There's a few things going on here that affect performance.
First is that SMT is not a doubling of performance. You might get an extra 10% as the 2 threads are able to utilize the CPU better, filling in the idle units of one thread with work from another (maybe). The downside is that a thread also takes memory and memory bandwith, so having twice as many threads means you have less cache to work with per thread - more cache misses, so more higher-latency calls to main memory. And the more misses, the more memory bandwidth each thread is using, and you're already using twice as much.

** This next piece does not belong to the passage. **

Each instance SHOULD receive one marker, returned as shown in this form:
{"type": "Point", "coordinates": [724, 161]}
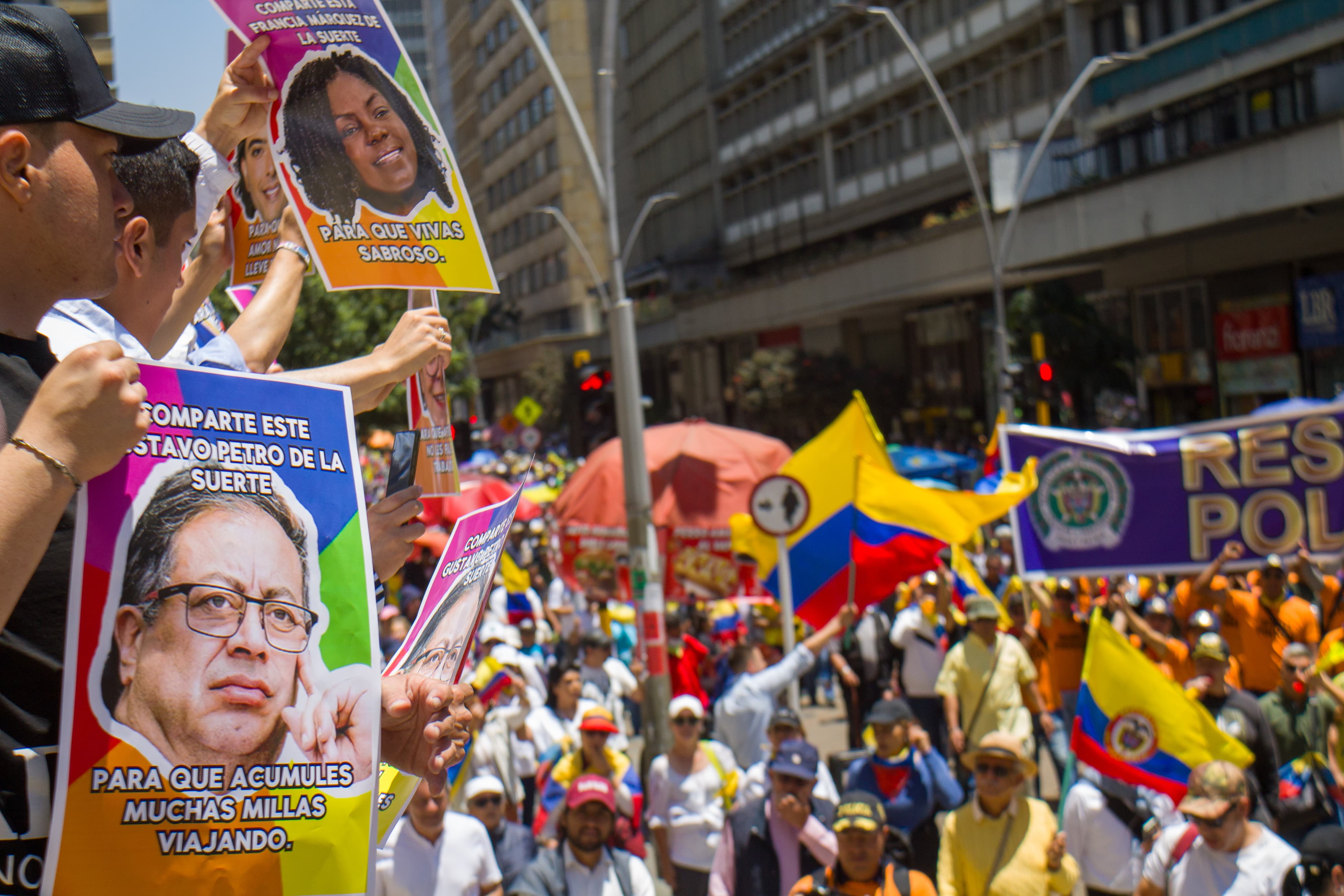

Second is that a threaded job is made of parts - the threaded part (A), and the single threaded part (B). So if you're looking at total render time, it's
total time = time(A)/#threads + time(B)
As the number of threads increases from 1, the time taken to do A halves, halves again, etc. Assuming ideal scaling (more on that in a moment), at 32 threads it's taking 3% of the time of 1 thread. And at 64, it's 1.5% (but not really, ‘cause SMT isn’t 2x faster). What happens is that the total time begins approaching time(B), the single threaded stuff. You'll get a nice exponential falloff settling onto some plateau where it doesn't really improve much anymore. This is known as Amdahl's law, and the only way to get around it is to optimize B as much as possible.
The last problem is thread contention. Anything that needs exclusive temporary access to a resource can chip away at the speedup as threads wait. Even getting rid of all exclusive resources in the code will still have waits at the system level. This is a problem which gets worse as the # threads increase as well.
As a user, you can do a few things to fix this. 1) run the optimum number of threads for the job (often needs a bit of testing to determine this). 2) Run multiple mantra jobs with a lower thread count, which reduces the performance loss from the third point (but still runs into performance issues from the first. 3) Disable SMT.
Hope that helps!